Suppose you win a small lottery and you are given the following choice: You can (1) receive an immediate payment of $10,000 or (2) three annual payments, each in the amount of $3,600, with the first payment coming one year from now, the second two years from now, and the third three years from now. You would choose to take the three annual payments if the interest rate is a. 2 percent, but not if the interest rate is 3 percent. b. 3 percent, but not if the interest rate is 4 percent. c. 4 percent, but not if the interest rate is 5 percent. d. 5 percent, but not if the interest rate is 6 percent.

3 percent, but not if the interest rate is 4 percent.

2. Missy recently rearranged her portfolio so that it has a higher average return. As a result of this rearranging, Missy a. raised both firm-specific risk and market risk. b. raised firm-specific risk, but not market risk. c. raised market risk, but not firm-specific risk. d. None of the above is correct.

Raised firm specific risk, but not market risk

Risk-averse people will choose different asset portfolios than people who are not risk averse. Over a long period of time, we would expect that a. every risk-averse person will earn a higher rate of return than every non-risk-averse person. b. every risk-averse person will earn a lower rate of return than every non-risk-averse person. c. the average risk-averse person will earn a higher rate of return than the average non-risk-averse person. d. the average risk-averse person will earn a lower rate of return than the average non-risk-averse person.

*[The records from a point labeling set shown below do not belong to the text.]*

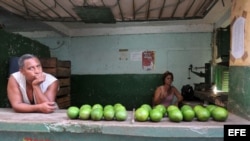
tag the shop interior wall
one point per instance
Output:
(99, 76)
(14, 45)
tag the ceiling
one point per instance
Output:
(68, 16)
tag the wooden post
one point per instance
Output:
(240, 33)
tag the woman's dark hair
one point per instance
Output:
(23, 58)
(167, 73)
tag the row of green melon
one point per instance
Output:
(98, 112)
(185, 113)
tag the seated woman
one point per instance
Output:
(30, 89)
(166, 93)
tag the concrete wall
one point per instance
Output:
(100, 54)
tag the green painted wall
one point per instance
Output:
(132, 90)
(15, 45)
(239, 93)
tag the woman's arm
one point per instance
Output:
(178, 96)
(157, 96)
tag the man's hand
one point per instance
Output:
(48, 107)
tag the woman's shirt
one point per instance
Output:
(170, 96)
(20, 78)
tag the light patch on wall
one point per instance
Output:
(123, 54)
(148, 60)
(136, 56)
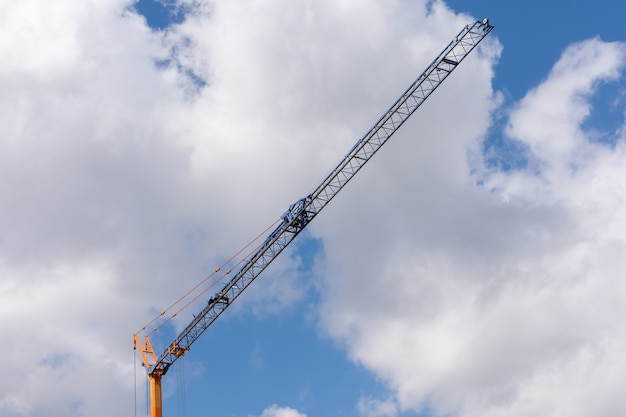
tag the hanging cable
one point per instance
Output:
(135, 375)
(218, 269)
(182, 400)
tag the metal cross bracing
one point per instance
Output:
(300, 213)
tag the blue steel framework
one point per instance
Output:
(300, 213)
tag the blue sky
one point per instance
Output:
(473, 268)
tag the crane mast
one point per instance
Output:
(300, 213)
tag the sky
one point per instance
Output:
(474, 267)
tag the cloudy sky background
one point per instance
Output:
(474, 268)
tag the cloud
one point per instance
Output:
(276, 411)
(498, 299)
(124, 179)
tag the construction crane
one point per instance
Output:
(300, 213)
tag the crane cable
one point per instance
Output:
(219, 268)
(206, 289)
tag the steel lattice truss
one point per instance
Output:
(299, 214)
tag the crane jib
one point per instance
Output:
(300, 213)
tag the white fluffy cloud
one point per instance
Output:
(117, 174)
(502, 299)
(276, 411)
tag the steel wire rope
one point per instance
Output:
(219, 268)
(256, 248)
(182, 399)
(135, 376)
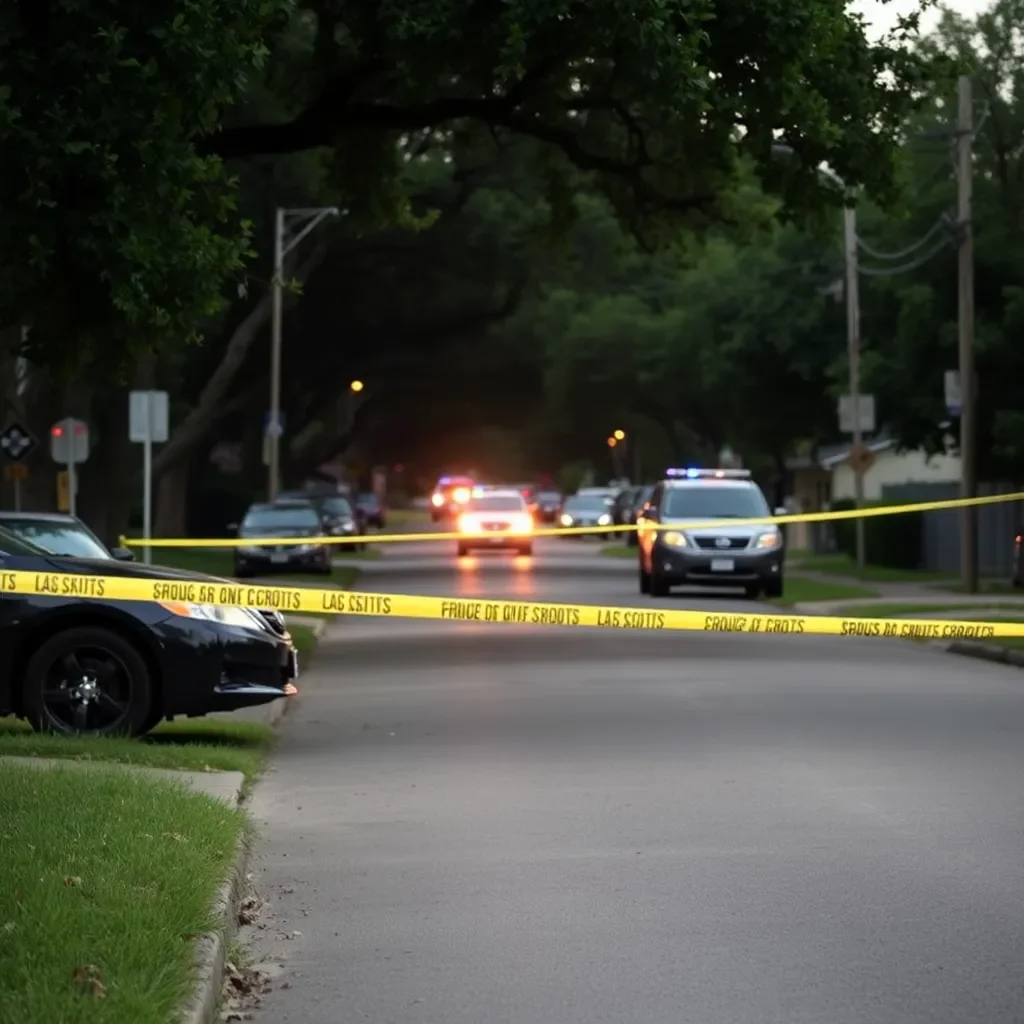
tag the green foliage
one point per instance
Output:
(117, 235)
(890, 541)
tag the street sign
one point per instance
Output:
(272, 429)
(148, 417)
(70, 441)
(16, 442)
(950, 387)
(860, 459)
(865, 406)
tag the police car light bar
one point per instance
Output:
(708, 474)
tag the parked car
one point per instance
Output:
(339, 514)
(74, 665)
(450, 498)
(549, 505)
(282, 519)
(370, 505)
(60, 534)
(586, 510)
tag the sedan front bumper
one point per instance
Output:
(208, 667)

The average risk averse person will earn a lower rate if return than the average non risk averse person

You may be unwilling to buy a used car because you suspect the last owner found out the car was a lemon. You may treat a car you rented with a little less care than you would use on your own car. a. Both examples primarily illustrate adverse selection. b. Both examples primarily illustrate moral hazard. c. The first example primarily illustrates adverse selection; the second primarily illustrates moral hazard. d. The first example primarily illustrates moral hazard; the second primarily illustrates adverse selection.

The first example primarily illustrates adverse selection; the second primarily illustrates moral hazard.

According to the efficient markets hypothesis, the number of people who think a stock is overvalued exactly balances the number of people who think a stock is undervalued. a. True b. False

True

Which of the following is correct? a. Risk-averse people will not hold stock. b. Diversification cannot reduce firm-specific risk. c. The larger the percentage of stock in a portfolio, the greater the risk, but the greater the average return. d. Stock prices are determined by fundamental analysis rather than by supply and demand.

The larger the percentage of stock in a portfolio, the greater the risk, but the greater the average return

5. As the number of stocks in a person's portfolio increases, a. the risk of the portfolio increases, as indicated by the increasing value of the standard deviation of the portfolio. b. the risk of the portfolio increases, as indicated by the decreasing value of the standard deviation of the portfolio. c. the risk of the portfolio decreases, as indicated by the increasing value of the standard deviation of the portfolio. d. the risk of the portfolio decreases, as indicated by the decreasing value of the standard deviation of the portfolio.

The risk of the portfolio decreases, as indicated by the decreasing value of the standard deviation of the portfolio

A risk-averse person has a. a utility function whose slope gets flatter as wealth rises. This means they have increasing marginal utility of wealth. b. a utility function whose slope gets flatter as wealth rises. This means they have diminishing marginal utility of wealth. c. a utility function whose slope gets steeper as wealth rises. This means they have increasing marginal utility of wealth. d. a utility function whose slope gets steeper as wealth rises. This means they have diminishing utility of wealth.

a utility function whose slope gets flatter as wealth rises. This means they have diminishing marginal utility of wealth.